(Originally written in March 2005, Enschede, NL)
Property Inheritance by the Oldest Son
In the “Achterhoek” and also in the region “Twente” in the eastern part of The Netherlands it was the most ordinary matter in the world. The eldest son, because it generally is he who continues the farming business of his parents, gets more than his brothers or sisters at the partitioning of the parental property. The other siblings must be content with considerably less than an equally proportional share. And they accept that arrangement naturally, because the family agrees completely that the successor can best continue the existence of the agricultural business as a whole.
There is even a nice Dutch term for this: the “blijversrecht” or “right to stay” (literally, “the stayer’s right”). However, the eldest son does not get this bonus for free. In exchange for the over-allocation of property, the successor son must look after the parents until their death. Moreover, frequently he is obligated to provide unmarried brothers and sisters a “hoeskommen” or “homecoming place” until they are about thirty years of age. Sometimes he even has to provide them a trousseau when they get married.

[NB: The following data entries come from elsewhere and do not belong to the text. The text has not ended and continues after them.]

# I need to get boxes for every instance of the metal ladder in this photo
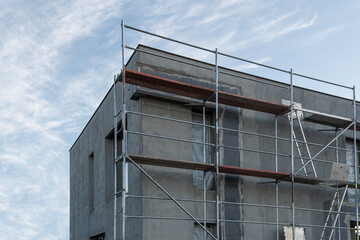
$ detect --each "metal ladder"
[320,185,349,240]
[287,110,317,177]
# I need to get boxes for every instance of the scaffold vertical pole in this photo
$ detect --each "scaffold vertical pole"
[275,115,280,240]
[353,86,359,240]
[202,102,207,240]
[290,69,295,239]
[215,48,221,239]
[121,21,128,240]
[113,75,118,240]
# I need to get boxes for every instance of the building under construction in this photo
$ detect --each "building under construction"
[70,24,360,240]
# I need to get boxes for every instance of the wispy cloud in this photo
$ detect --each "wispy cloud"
[0,0,122,239]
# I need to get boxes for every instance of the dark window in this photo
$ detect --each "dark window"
[89,233,105,240]
[350,221,359,240]
[194,223,216,240]
[192,110,214,189]
[105,122,123,203]
[88,153,95,212]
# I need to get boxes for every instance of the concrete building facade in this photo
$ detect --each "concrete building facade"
[70,29,359,240]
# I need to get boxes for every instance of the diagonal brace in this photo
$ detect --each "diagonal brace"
[294,122,354,175]
[126,155,217,240]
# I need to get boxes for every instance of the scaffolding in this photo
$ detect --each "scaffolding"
[113,21,360,240]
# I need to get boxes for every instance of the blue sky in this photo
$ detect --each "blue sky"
[0,0,360,240]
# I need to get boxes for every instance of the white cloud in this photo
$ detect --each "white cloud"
[0,0,122,240]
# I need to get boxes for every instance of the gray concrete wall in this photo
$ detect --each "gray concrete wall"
[70,46,360,240]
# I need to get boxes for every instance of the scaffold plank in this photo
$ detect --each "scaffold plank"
[124,69,289,114]
[129,154,360,188]
[129,154,214,171]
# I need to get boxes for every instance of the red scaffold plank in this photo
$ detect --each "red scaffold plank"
[124,69,289,114]
[217,165,291,179]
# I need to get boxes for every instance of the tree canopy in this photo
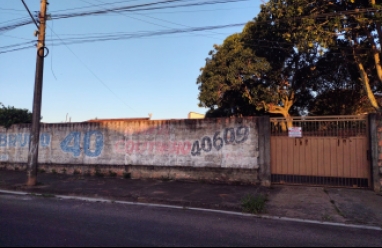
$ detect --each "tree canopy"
[197,0,382,118]
[0,103,32,128]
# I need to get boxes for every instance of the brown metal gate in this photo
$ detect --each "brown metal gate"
[271,115,371,188]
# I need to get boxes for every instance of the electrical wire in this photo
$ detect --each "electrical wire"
[81,0,227,40]
[47,25,137,113]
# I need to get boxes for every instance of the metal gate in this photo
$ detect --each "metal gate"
[271,115,371,188]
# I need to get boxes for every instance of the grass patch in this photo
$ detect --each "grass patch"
[94,170,105,177]
[241,194,268,214]
[109,171,117,177]
[330,200,346,218]
[41,194,56,198]
[322,214,332,221]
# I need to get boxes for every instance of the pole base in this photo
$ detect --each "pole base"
[27,178,37,187]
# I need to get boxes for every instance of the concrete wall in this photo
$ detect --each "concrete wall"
[0,117,270,184]
[369,113,382,193]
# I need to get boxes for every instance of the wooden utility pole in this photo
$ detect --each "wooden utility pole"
[27,0,48,186]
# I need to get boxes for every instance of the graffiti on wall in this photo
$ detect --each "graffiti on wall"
[60,131,104,158]
[0,133,51,148]
[114,140,192,155]
[0,154,8,162]
[191,126,249,156]
[114,126,249,156]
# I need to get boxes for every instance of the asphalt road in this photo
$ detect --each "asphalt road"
[0,195,382,247]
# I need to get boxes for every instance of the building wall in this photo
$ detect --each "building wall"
[188,112,205,119]
[0,117,269,185]
[369,113,382,193]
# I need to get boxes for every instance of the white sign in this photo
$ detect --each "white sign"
[0,154,8,162]
[288,127,302,138]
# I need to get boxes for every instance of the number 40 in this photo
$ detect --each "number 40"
[61,131,103,158]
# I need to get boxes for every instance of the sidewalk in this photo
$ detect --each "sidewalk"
[0,171,382,227]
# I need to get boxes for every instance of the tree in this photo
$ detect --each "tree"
[0,103,32,128]
[267,0,382,111]
[197,34,273,116]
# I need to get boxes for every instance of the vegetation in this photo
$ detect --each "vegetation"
[241,194,268,214]
[0,103,32,128]
[197,0,382,118]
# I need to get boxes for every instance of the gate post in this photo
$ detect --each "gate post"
[369,113,382,193]
[257,116,271,187]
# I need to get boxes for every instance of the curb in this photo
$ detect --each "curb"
[0,190,382,231]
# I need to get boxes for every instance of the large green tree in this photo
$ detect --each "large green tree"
[264,0,382,111]
[0,103,32,128]
[197,34,274,116]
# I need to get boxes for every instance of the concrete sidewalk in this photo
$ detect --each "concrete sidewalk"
[0,171,382,227]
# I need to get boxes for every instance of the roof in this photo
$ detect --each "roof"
[84,117,150,122]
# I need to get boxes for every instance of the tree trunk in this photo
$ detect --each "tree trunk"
[263,92,294,132]
[356,59,381,112]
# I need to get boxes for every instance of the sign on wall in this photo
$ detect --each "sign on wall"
[288,127,302,138]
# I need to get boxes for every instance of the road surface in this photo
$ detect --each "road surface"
[0,195,382,247]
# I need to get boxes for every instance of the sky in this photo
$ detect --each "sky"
[0,0,262,123]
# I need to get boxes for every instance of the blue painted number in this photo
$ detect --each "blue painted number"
[61,132,81,157]
[61,131,104,158]
[84,131,103,158]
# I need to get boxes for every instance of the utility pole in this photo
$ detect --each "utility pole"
[27,0,48,186]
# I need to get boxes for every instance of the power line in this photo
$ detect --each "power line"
[81,0,227,40]
[48,26,137,113]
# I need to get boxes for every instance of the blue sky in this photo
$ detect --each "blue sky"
[0,0,262,122]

This remarkable tradition in local culture is so typical for the Achterhoek region that many people are not aware that it is actually contrary to Dutch law. Not that the Achterhoek people care much about that! In their opinion regular Dutch law is much too businesslike and offers insufficient guarantees for the continued existence of the parental farm. According to some research workers “the right to stay” tradition is an elaboration of a centuries-old Achterhoek practice, which was once dictated to the many serfs by feudal law, but now is cherished as a philosophy of life.
The agreements concerning parental fortune and future parental inheritance were generally put on paper, signed by the parents, and were often also endorsed by the brothers and sisters. Not only was the concept illegal, but the agreements were formalized as well! Even though the document was authenticated in the Achterhoek by an official notary, this endorsement and the agreement terms, which were described in a “pre-contract”, “moral agreement”, or a “family agreement”, are contrary to the Dutch law. Such an agreement is, in principle, even null and void!
In any event, this Achterhoek common law tradition, the wish of farmer families to keep the parental farmstead intact in the hands of the family, did enable many farmsteads to survive. Elements of this “right to stay” concept we can find in the memorabilia of the family Te Selle. A family contract was executed on the 20th of March 1855, following the occasion of the marriage on the 15th of March 1855 of Derk Willem te Selle (1827-1904) and Janna Berendiena Weerkamp (1822-1877) . Father Jan Albert te Selle (1800-1845) had already died at an age of 45 years while the family was still living at the farm “De Selle”. In 1855, ten years after his death his widow Dela ten Damme (1802-1883) signs the family contract to sell the movables of the farm to their oldest son Derk and daughter-in-law Janna. They will continue the farming. The amount is not stated in the contract, but it is clear that there is no more future on “De Selle” for the other brothers. Even though mother Dela still has the movables under her control for ten more years, afterwards she has to hand over everything to the oldest son Derk and his wife. Uncle Jan Hendrik te Selle (1810-1888), living at farmstead “Meekes” in the Winterswijk hamlet Brinkheurne, signs his name also to the contract as a witness.
Even if the six other sons did receive some money, the amount would not have been large. In 1861, six years after the marriage, the family had to move to farm “Fökkink”. Four years later in 1865 the complete movables were handed to Derk Willem and his wife and the purchase price must have been paid. Perhaps then mother Dela had sufficient money to give some initial capital to her sons Jan Hendrik, Harmen Jan and later Gerrit Jan for their emigration to America.